His anxiety–driven letters about business matters were often
laced with anger and threats. When the banker who handled the
Schopenhauer family money suffered a disastrous financial setback
and, to escape bankruptcy, offered all his investors only a small
fraction of their investment, Schopenhauer threatened him with
such draconian legal consequences that the banker returned to him
70 percent of his money while paying other investors (including
Schopenhauer`s mother and sister) an even smaller portion than
originally proposed. His abusive letters to his publisher eventually
resulted in a permanent rupture of their relationship. The publisher
wrote: «I shall not accept any letters from you which in their divine
rudeness and rusticity suggest a coachman rather than a
philosopher.... I only hope that my fears that by printing your
work I am printing only waste paper will not come true.»
Schopenhauer`s rage was legendary: rage at financiers who
handled his investments, at publishers who could not sell his
books, at the dolts who attempted to engage him in conversations,
at the bipeds who regarded themselves his equal, at those who
coughed at concerts, and at the press for ignoring him. But the real
rage, the white–hot rage whose vehemence still astounds us and
made Schopenhauer a pariah in his intellectual community was his
rage toward contemporary thinkers, particularly the two leading
lights of nineteenth–century philosophy: Fichte and Hegel.
In a book published twenty years after Hegel succumbed to
cholera during the Berlin epidemic, he referred to Hegel as «a
commonplace, inane, loathsome, repulsive, and ignorant charlatan,
who with unparalleled effrontery, compiled a system of crazy
nonsense that was trumpeted abroad as immortal wisdom by his
mercenary followers.»
Such intemperate outbursts about other philosophers cost
him heavily. In 1837 he was awarded first prize for an essay on the
freedom of the will in a competition sponsored by the Royal
Norwegian Society for Learning. Schopenhauer showed a childlike
delight in the prize (it was his very first honor) and greatly vexed
the Norwegian consul in Frankfurt by impatiently clamoring for
his medal. However, the very next year, his essay on the basis of
morality submitted to a competition sponsored by the Royal
Danish Society for Learning met a different fate. Though the
argument of his essay was excellent and though it was the only
essay submitted, the judges refused to award him the prize because
of his intemperate remarks about Hegel. The judges commented,
«We cannot pass over in silence the fact that several outstanding
philosophers of the modern age are referred to in so improper a
manner as to cause serious and just offense.»

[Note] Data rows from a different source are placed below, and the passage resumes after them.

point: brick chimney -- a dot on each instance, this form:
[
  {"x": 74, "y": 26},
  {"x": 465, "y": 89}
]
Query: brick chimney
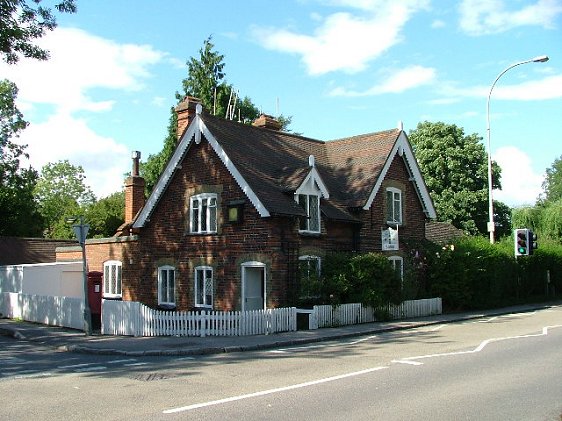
[
  {"x": 267, "y": 122},
  {"x": 134, "y": 190},
  {"x": 186, "y": 112}
]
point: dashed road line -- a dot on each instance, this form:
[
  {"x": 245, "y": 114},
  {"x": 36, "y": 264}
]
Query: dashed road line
[{"x": 270, "y": 391}]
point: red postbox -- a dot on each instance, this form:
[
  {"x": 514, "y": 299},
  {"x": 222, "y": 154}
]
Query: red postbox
[{"x": 94, "y": 296}]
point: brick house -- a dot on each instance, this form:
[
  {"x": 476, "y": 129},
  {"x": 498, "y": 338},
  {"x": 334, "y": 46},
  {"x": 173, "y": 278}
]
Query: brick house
[{"x": 239, "y": 209}]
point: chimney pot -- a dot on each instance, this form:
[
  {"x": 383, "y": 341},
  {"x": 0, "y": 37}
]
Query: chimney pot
[
  {"x": 267, "y": 122},
  {"x": 186, "y": 111},
  {"x": 136, "y": 161}
]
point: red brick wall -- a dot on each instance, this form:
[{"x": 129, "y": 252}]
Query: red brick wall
[
  {"x": 166, "y": 239},
  {"x": 413, "y": 227}
]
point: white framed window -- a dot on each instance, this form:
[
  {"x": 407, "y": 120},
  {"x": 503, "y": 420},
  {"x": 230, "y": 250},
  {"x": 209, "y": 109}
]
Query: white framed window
[
  {"x": 311, "y": 204},
  {"x": 393, "y": 205},
  {"x": 204, "y": 286},
  {"x": 397, "y": 263},
  {"x": 310, "y": 267},
  {"x": 167, "y": 285},
  {"x": 112, "y": 270},
  {"x": 203, "y": 213}
]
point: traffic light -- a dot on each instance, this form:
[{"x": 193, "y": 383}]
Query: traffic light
[
  {"x": 533, "y": 244},
  {"x": 521, "y": 242}
]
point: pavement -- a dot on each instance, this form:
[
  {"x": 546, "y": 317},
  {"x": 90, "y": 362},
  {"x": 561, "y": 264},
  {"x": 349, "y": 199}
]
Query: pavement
[{"x": 71, "y": 340}]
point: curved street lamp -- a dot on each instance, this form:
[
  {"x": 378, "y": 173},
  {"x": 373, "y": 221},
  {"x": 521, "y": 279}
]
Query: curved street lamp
[{"x": 491, "y": 224}]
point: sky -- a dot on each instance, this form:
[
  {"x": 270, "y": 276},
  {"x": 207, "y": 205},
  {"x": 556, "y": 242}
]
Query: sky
[{"x": 339, "y": 68}]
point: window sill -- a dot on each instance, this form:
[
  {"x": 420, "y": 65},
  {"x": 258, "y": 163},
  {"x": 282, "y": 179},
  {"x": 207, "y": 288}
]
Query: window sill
[{"x": 310, "y": 234}]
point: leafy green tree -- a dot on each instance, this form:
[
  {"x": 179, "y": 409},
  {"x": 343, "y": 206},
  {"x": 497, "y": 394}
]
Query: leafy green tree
[
  {"x": 552, "y": 184},
  {"x": 61, "y": 193},
  {"x": 22, "y": 22},
  {"x": 106, "y": 215},
  {"x": 18, "y": 209},
  {"x": 454, "y": 166}
]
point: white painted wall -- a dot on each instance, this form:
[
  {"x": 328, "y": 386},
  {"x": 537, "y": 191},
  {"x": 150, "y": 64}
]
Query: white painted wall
[{"x": 61, "y": 279}]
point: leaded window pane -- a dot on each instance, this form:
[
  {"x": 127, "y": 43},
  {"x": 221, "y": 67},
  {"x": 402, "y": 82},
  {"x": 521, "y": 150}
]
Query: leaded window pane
[
  {"x": 314, "y": 217},
  {"x": 212, "y": 214}
]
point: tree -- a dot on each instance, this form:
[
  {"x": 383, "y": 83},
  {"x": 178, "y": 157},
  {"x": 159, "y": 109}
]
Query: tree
[
  {"x": 18, "y": 210},
  {"x": 552, "y": 184},
  {"x": 106, "y": 215},
  {"x": 206, "y": 81},
  {"x": 22, "y": 22},
  {"x": 61, "y": 193},
  {"x": 454, "y": 167}
]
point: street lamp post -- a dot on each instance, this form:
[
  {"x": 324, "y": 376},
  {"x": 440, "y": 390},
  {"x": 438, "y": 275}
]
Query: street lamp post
[
  {"x": 491, "y": 223},
  {"x": 81, "y": 232}
]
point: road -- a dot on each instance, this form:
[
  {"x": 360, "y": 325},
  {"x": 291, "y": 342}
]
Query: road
[{"x": 505, "y": 367}]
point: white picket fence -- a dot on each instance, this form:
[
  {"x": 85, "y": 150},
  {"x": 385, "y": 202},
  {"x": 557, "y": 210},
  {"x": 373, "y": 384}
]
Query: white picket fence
[
  {"x": 135, "y": 319},
  {"x": 45, "y": 309},
  {"x": 355, "y": 313}
]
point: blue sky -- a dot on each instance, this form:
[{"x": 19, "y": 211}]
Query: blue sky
[{"x": 338, "y": 67}]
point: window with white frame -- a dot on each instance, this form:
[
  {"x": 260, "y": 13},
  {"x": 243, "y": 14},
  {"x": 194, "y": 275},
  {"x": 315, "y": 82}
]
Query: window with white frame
[
  {"x": 204, "y": 286},
  {"x": 203, "y": 213},
  {"x": 311, "y": 204},
  {"x": 112, "y": 279},
  {"x": 393, "y": 205},
  {"x": 397, "y": 263},
  {"x": 167, "y": 285}
]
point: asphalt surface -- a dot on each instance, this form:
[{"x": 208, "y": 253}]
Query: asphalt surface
[{"x": 72, "y": 340}]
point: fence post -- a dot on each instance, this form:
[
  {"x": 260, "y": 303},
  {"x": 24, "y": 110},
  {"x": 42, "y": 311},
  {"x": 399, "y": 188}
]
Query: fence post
[{"x": 203, "y": 323}]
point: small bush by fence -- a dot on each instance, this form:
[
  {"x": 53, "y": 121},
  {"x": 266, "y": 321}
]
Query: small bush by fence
[{"x": 355, "y": 313}]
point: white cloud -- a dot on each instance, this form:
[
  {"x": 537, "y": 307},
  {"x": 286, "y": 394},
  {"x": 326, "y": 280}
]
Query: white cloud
[
  {"x": 79, "y": 63},
  {"x": 400, "y": 81},
  {"x": 549, "y": 87},
  {"x": 65, "y": 137},
  {"x": 481, "y": 17},
  {"x": 344, "y": 41},
  {"x": 520, "y": 184}
]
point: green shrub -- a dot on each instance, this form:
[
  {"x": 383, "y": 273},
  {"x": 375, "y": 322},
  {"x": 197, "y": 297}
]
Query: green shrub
[
  {"x": 365, "y": 278},
  {"x": 472, "y": 273}
]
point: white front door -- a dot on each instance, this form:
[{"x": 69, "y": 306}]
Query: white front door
[{"x": 253, "y": 286}]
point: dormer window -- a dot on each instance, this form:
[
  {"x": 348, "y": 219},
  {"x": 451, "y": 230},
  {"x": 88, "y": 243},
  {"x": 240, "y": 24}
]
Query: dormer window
[
  {"x": 393, "y": 206},
  {"x": 311, "y": 204},
  {"x": 203, "y": 213}
]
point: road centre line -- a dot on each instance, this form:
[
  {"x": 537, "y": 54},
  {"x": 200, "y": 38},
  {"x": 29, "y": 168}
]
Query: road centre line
[
  {"x": 304, "y": 348},
  {"x": 271, "y": 391}
]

Over the years many have agreed entirely with
Schopenhauer`s opinion that Hegel`s prose is unnecessarily
obfuscating. In fact, he is so difficult to read that an old joke
circulating around philosophy departments is that the most vexing
and awesome philosophical question is not «does life have
meaning?» or «what is consciousness?» but «who will teach Hegel
this year?» Still, the level, the vehemence of Schopenhauer`s rage
set him apart from all other critics.
The more his work was neglected, the shriller he became,
which, in turn, caused further neglect and, for many, made him an
object of mockery. Yet, despite his anxiety and loneliness,
Schopenhauer survived and continued to exhibit all the outward
signs of personal self–sufficiency. And he persevered in his work,
remaining a productive scholar until the end of his life. He never
lost faith in himself. He compared himself to a young oak tree who
looked as ordinary and unimportant as other plants. «But let him
alone: he will not die. Time will come and bring those who know
how to value him.» He predicted his genius would ultimately have
a great influence upon future generations of thinkers. And he was
right; all that he predicted has come to pass.